Seguia a rua de ponta a ponta, sem usar a calçada. O dia se punha e olhei para a lua, a claridade da cidade espalhada pelas fachadas, janelas, roupas penduradas a secar. De repente passou por sobre mim uma libélula. Ligeira. Um bicho leve, inseto estranho, asas bem largas, bicho pequeno. Passou uma libélula por sobre mim, vinda de onde eu vinha e indo pra algum lugar lá pros lados aonde eu ia.

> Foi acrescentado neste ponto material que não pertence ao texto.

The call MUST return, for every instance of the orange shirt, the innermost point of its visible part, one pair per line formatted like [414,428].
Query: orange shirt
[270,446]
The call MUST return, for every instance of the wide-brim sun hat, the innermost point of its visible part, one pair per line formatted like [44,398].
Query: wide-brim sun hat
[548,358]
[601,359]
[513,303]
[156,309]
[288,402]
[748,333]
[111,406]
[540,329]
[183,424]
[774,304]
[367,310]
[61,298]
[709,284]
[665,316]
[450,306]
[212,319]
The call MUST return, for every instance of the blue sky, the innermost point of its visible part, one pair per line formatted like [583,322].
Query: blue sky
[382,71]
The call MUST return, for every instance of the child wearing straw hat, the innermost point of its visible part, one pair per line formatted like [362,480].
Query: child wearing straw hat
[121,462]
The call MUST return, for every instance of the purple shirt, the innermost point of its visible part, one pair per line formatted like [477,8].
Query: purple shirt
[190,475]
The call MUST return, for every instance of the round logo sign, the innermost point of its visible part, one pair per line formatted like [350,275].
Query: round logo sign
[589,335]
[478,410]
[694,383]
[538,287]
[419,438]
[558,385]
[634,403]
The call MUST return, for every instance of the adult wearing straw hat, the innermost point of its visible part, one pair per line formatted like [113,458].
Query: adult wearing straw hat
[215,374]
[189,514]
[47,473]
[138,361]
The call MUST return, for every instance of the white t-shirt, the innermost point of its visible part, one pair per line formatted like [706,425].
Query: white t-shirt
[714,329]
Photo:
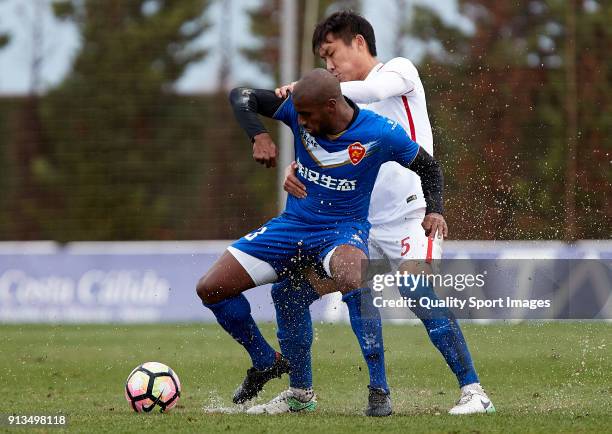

Tudo bem, pensei. Eis que então passou mais uma, mais duas, três libélulas voadoras. Passaram cinco, e quinze. Depois de pouco tempo duas dezenas estavam passando em cima de minha cabeça. Continuava andando, continuavam voando, íamos todos no mesmo sentido. Meus olhos olhavam o céu e as libélulas todas.
Então parei. Mais de dezenas, já eram centenas de insetos voando do mesmo lugar e indo pro mesmo lugar, dezenas de centenas, milhares. Olhei para a origem, de onde elas vinham, e vinham do nada. São bichos pequenos, eu disse, e magros. O céu é bem vasto e azul então, de repente, lá estavam. Como vindas de lugar nenhum.
Dezenas de milhares.
Acompanhei as libélulas até mais longe que meu destino. Olhava pra elas voando e pensava onde iam, mas sumiam tão breve como surgiam, desaparecendo magrelas no céu imenso.
Cheguei a uma esquina. Não só minha rua era via libélula como as outras também, e na encruzilhada elas todas tomavam a mesma direção. Sumiam lá longe, num campo enorme pra baixo do chão dessa rua, quase um vale, um descampado de cidade onde ainda existem só árvores e plantas e grama e faltam os homens.
Centenas de milhares. Bichos perfeitamente normais, vindos de lugar nenhum e indo a lugar nenhum.
Enquanto escrevo estas linhas há libélulas passando em frente à minha janela.